In August, Prof. Beaver enjoyed being an invited participant at a 3 day IEEE conference on the history of computing, held at Williams, and organized by William Aspray, formerly an assistant professor of mathematics at Williams.

On October 24, Prof. Beaver gave a bag lunch talk, "Scientific Anniversaries," that reviewed significant events in the history of science and technology occurring 100, 200, 300, . . etc. years ago, beginning in 595 A.D. with the first authentic record of decimal calculation, and ending in 1895, centennial of the discovery of X-rays.

At Tyler House in November, Prof. Beaver continued with the informal presentation of the history of science, when he gave a brief talk on the 16th, "Medieval Unity: Science, Technology, and World View," followed by a discussion.

Early in 1996, Prof. Beaver published, with Prof. Eri Yagi of Toyo University and Prof. Lawrence Badash, University of California, Santa Barbara, "Derek J. deS. Price (1922-83): Historian of Science and Herald of Scientometrics," in Interdisciplinary Science Reviews. The article recounts early events in the development of scientometrics as a social scientific discipline.

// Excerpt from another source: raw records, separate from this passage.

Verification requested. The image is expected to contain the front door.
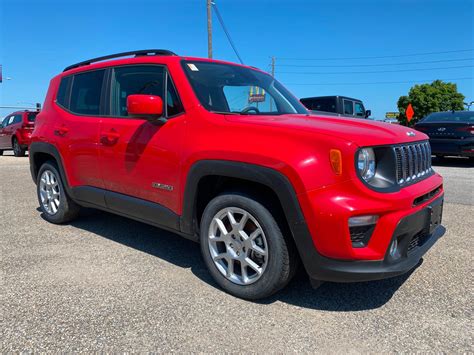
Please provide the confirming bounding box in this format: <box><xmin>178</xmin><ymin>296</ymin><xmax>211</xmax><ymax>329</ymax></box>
<box><xmin>98</xmin><ymin>65</ymin><xmax>186</xmax><ymax>214</ymax></box>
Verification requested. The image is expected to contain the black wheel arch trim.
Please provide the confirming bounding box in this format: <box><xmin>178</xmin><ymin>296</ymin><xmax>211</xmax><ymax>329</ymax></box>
<box><xmin>180</xmin><ymin>160</ymin><xmax>322</xmax><ymax>276</ymax></box>
<box><xmin>29</xmin><ymin>142</ymin><xmax>71</xmax><ymax>191</ymax></box>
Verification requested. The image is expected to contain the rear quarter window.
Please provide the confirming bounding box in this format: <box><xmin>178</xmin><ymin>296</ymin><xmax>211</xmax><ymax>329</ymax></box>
<box><xmin>56</xmin><ymin>76</ymin><xmax>72</xmax><ymax>109</ymax></box>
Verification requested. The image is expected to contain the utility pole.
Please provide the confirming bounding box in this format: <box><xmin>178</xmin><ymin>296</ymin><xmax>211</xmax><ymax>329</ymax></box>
<box><xmin>270</xmin><ymin>56</ymin><xmax>275</xmax><ymax>111</ymax></box>
<box><xmin>207</xmin><ymin>0</ymin><xmax>213</xmax><ymax>59</ymax></box>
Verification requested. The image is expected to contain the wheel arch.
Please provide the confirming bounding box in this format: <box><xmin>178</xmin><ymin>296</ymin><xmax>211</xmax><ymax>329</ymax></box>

Just after spring vacation, Prof. Beaver traveled to Oxford University to participate in the Society for the History of Natural History conference, "Empires of Nature," April 11-13, where he gave a paper, "Writing Natural History for Survival, 1820-1856: the career of Sarah Bowdich Lee." Mrs. Robert Lee (1791-1856) [nee Sarah Wallis, formerly Mrs. T. E. Bowdich], was the first European woman ever to discover new genera of plants, a skilled naturalist, African traveler, author, and painter.

As usual, Professor Beaver continued to review and referee scholarly work during the year for the American Journal of Physics and Spectrum , a journal of the IEEE.